In an interview after the speech, Lombardo commented on the FBI’s recent behavior analysis report that couldn’t pinpoint a precise motive for the massacre, noting that he wasn’t surprised with the findings.

“I think there’s a sense of closure for the community with the FBI summation of their report,” he said. “It’s unfortunate more answers didn’t come forward, but that’s what we we’re dealing with.”

Among its findings, the report, which was released last week, determined that the deterioration of the gunman’s physical and mental health, as well as a sense of “infamy,” may have contributed.

Lombardo touted the leadership at Metro’s homicide and gang units.

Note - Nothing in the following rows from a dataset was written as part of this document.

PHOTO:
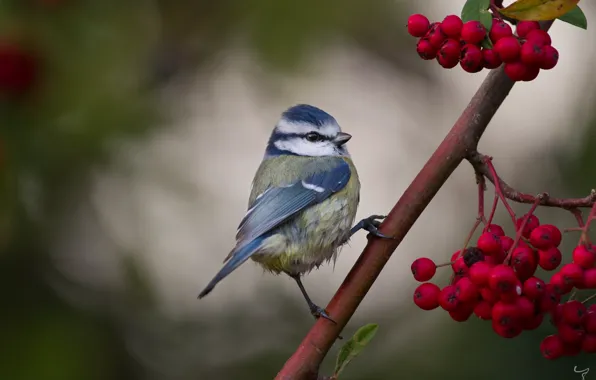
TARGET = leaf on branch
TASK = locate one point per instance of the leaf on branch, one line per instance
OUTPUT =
(354, 346)
(575, 17)
(475, 9)
(538, 10)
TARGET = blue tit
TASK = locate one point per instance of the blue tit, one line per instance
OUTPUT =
(303, 201)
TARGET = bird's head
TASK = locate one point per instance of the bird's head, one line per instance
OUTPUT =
(304, 130)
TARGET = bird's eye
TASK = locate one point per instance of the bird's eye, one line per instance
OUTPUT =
(314, 137)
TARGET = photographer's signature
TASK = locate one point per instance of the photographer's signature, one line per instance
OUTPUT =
(583, 372)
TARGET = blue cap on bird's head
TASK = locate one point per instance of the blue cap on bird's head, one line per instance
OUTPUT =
(305, 130)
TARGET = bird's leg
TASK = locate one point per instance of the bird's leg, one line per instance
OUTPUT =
(315, 310)
(370, 224)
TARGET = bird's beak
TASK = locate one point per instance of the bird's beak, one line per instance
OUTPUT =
(342, 138)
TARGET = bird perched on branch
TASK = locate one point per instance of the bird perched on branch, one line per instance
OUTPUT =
(303, 201)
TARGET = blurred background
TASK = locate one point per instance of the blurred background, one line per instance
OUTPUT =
(130, 132)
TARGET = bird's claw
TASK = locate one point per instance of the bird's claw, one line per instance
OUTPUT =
(371, 224)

The homicide bureau has an 84 percent solving rate, which is about 20 percent higher than the national average, Lombardo said. “There is not an organization with a higher percentage solve rate.”

After 10 slayings were attributed to the MS-13 transnational gang, Lombardo praised the gang unit’s investigation, which led to several arrests, and its “vision.”

Officers

More cops make a difference, Lombardo maintained. So since he took office, his administration has filled more than 600 new positions, meeting his goal that there are about two cops for every 1,000 residents — the highest number since 2010.

This year, up to 225 additional hires will be made, Lombardo said. Facing an increasing population, Metro is in talks with Clark County and Las Vegas officials about funding for 84 additional positions, Lombardo said.

Facilities

Metro and its fundraising arm aim to raise $20 million in private funds for a reality-based training facility, Lombardo said. They’ve raised about $5 million, and when they raise about two more, the first of three phases may begin.

It would be a multi-agency hub to prepare for “low frequency, high-risk events,” such as possible active-shooter scenarios, Lombardo said. “(We’ll) hopefully start to see dirt move in 2019.”

On a west valley plot of land, dirt has begun to move as crews are preparing to build Metro’s Summerlin Area Command substation, Lombardo said, showing an aerial photograph of the site near the 215 Beltway and Far Hills Avenue.

He said he hoped officers and personnel could begin to stream in December.

A training facility for SWAT officers — a previously proposed partnership with MGM Resorts International — is “off the table,” Lombardo said, noting that the proposed building was being repurposed for other uses.

But Metro is working with the megaresort company to install a kiosk-type cop station — like ones seen in Times Square or Singapore — between Bellagio and Cosmopolitan, and also a space at CityCenter that would serve as a “mini substation” for bicycle officers, Lombardo said.

Technology

Metro has implemented a drone project for traffic, crime scene and SWAT investigations and special events, which are piloted by 11 staff members, Lombardo said, adding that there is a “big push” for other technology uses and data to combat crime.

“I think the State of the Department is very important for our employees to understand what direction we’re going as an agency, what I expect from them as their sheriff, where we’ve been, and where we’re going,” Lombardo said after his speech.